Color is a significant visual characteristic for both human vision and computer processing. An efficient color descriptor must characterize two important attributes: indication of the color content of an image and information about the spatial distribution of the colors. In this paper, we present a new color descriptor, based on indexed matrix analysis and FDSS, which we called a Fuzzy Indexed Color (FIC).

The algorithm steps of the proposed FIC descriptor can be divided into two sub-algorithms: the color feature extraction algorithm and the matching algorithm.

4.3.1 Color feature extraction algorithm

  1. 1.

    All images (rgb images) are resized to 256*256 and projected on a 2D FBWN.

  2. 2.

    The image can be defined as a function I defining RGB triplets for image positions \((x,y)\, I\,(x,y)\mapsto (R(x,y),G(x,y),B(x,y))\).
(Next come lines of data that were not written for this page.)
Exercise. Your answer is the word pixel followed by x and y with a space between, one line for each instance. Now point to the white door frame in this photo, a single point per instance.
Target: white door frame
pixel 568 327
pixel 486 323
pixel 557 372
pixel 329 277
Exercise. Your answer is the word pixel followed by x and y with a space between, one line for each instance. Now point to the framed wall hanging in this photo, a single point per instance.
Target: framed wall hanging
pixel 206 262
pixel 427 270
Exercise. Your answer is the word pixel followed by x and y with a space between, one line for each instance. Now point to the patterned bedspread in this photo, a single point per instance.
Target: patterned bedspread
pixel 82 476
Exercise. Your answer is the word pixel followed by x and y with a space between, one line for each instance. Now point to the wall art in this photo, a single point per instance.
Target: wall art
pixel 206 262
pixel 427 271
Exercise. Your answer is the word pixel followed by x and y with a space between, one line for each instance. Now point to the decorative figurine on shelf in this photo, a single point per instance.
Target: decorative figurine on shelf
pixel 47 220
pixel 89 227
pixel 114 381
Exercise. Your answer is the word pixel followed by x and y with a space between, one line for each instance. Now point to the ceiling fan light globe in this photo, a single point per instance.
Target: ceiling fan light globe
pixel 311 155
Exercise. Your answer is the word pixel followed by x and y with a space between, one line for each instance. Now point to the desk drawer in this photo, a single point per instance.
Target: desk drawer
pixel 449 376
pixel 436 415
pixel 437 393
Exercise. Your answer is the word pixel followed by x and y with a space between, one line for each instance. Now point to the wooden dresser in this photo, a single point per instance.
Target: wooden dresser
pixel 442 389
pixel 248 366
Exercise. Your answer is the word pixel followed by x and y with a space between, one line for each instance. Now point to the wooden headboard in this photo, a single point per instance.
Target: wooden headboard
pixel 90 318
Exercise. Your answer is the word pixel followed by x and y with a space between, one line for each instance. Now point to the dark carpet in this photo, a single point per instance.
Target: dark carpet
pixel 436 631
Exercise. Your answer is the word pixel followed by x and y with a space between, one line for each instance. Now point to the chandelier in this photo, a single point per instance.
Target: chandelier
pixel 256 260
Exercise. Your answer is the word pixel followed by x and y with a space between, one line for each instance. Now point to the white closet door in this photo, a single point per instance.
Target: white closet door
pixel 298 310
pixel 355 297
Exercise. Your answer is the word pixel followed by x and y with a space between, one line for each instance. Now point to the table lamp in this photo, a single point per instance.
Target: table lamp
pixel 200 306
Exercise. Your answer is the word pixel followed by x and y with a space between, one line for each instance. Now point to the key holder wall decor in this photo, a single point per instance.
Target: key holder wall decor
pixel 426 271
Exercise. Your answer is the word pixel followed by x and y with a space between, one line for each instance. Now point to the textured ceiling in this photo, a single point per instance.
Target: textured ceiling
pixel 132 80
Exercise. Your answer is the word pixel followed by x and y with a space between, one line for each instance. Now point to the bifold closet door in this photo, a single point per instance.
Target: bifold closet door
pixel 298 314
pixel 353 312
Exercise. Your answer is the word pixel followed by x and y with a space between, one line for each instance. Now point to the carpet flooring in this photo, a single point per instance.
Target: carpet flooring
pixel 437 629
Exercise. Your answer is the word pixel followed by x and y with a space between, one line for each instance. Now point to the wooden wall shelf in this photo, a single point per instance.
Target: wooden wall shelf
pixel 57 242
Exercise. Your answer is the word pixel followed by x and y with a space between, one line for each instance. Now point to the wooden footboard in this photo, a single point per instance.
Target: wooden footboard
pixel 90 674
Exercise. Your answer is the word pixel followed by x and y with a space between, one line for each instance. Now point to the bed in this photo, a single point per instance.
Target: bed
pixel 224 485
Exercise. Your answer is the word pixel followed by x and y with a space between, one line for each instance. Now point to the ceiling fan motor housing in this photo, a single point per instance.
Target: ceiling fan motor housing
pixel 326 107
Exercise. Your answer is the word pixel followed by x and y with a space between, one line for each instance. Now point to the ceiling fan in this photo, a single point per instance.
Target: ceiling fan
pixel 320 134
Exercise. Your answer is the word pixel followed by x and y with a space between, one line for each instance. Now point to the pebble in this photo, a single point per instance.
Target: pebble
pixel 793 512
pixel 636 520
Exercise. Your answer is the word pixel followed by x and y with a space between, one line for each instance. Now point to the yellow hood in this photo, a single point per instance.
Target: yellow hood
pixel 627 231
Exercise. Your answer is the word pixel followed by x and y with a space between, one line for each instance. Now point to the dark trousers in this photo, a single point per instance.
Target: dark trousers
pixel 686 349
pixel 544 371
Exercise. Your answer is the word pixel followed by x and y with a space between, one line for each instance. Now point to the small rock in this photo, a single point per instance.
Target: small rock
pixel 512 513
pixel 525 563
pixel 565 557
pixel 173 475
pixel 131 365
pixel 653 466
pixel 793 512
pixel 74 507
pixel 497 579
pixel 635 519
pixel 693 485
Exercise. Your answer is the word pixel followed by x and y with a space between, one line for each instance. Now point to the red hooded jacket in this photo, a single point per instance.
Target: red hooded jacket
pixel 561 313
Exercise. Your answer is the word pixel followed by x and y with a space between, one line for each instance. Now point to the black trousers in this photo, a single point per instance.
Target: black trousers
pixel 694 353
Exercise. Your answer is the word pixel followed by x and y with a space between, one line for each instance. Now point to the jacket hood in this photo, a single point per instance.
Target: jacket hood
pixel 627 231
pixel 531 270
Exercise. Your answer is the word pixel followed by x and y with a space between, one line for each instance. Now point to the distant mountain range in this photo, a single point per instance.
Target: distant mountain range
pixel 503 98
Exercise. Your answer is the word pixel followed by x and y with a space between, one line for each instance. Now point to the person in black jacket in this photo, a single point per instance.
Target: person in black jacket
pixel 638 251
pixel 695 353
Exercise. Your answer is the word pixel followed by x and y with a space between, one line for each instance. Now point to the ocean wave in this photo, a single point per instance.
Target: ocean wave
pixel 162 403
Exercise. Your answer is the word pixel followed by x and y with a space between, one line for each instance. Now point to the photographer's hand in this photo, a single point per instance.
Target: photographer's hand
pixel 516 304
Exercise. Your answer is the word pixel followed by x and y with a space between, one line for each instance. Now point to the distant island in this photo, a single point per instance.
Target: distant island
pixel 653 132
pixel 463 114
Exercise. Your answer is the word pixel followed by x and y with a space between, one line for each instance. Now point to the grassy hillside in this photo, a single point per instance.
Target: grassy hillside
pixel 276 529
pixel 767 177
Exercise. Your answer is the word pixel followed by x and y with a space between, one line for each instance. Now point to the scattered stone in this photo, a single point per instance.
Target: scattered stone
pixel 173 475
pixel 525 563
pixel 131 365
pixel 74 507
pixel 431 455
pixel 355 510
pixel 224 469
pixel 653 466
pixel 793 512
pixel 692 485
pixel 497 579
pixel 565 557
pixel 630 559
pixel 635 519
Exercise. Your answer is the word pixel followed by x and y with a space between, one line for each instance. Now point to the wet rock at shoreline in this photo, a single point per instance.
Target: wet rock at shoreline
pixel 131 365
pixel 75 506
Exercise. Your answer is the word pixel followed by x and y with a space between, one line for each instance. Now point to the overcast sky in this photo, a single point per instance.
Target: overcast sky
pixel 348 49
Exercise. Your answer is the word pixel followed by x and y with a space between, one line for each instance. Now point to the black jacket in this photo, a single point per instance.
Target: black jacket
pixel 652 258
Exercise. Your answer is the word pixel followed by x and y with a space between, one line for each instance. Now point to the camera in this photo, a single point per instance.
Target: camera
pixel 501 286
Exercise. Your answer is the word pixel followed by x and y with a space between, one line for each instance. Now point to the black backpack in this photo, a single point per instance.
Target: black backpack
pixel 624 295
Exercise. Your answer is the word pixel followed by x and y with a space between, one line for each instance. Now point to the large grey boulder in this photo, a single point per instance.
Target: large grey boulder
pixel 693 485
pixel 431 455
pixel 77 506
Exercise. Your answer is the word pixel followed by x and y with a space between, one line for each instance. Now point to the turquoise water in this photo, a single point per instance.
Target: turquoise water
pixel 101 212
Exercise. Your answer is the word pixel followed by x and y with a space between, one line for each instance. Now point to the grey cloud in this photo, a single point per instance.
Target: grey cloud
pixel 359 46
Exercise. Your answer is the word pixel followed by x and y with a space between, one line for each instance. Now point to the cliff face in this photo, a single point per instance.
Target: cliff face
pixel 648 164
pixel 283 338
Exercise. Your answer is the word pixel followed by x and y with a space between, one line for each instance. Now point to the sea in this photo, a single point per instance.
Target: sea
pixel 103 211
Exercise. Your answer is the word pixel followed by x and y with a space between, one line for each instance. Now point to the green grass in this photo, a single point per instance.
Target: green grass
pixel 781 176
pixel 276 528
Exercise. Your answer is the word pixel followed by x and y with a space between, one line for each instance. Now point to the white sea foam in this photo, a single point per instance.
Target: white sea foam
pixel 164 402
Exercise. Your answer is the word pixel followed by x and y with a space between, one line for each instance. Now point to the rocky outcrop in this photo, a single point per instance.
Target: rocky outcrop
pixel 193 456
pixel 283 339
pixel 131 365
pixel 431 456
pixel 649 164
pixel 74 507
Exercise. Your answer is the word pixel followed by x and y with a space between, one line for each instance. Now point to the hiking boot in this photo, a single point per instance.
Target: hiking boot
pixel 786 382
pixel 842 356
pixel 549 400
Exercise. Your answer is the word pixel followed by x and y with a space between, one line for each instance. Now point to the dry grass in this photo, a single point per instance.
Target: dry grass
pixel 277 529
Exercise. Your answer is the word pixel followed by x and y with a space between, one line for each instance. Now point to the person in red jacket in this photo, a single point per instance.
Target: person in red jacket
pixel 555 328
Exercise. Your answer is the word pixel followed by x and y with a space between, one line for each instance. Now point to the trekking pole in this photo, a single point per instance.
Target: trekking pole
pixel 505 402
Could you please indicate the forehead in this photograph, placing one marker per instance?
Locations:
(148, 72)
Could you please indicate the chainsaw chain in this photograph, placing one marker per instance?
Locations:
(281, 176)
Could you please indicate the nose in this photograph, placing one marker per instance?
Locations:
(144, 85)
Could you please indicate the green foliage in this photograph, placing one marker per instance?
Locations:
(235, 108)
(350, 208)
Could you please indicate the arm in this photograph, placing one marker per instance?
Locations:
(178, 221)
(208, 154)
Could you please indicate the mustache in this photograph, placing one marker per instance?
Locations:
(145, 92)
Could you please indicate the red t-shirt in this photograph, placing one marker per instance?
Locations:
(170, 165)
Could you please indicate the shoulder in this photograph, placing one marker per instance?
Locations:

So the image was converted to an indexed image with a color map that contains 256 different colors.

  3. 3.

    We count the number of unique colors stored with the corresponding color pixel values (\(v_r,v_g ,v_b\)) and its spatial position (i, j) in the corresponding indexed matrix.

So, we note:

  • \(UC_k\) as the \(k\mathrm{th}\) unique color of an image

  • \(\omega _k\) as the \(UC_k\) weight, which measures the importance of this color in the image and can be obtained by applying the following equation:

    $$\begin{aligned} \omega _k=\frac{Nbre\_ UC_k}{\mathrm{Total}\_ UC \_\mathrm{image}} \end{aligned}$$
    (5)
  • \(CP_{i,j}\) , as the color pixel of \(UC_k\) characterized by three values \((v_r,v_g ,v_b)\) and

  • \(Pos_{i,j}\) as its corresponding position in the indexed matrix

Therefore, each image can be defined by four parameters :\(UC_k, Pos_{i,j}, \omega _k, CP_{i,j}(v_r, v_g , v_b)\).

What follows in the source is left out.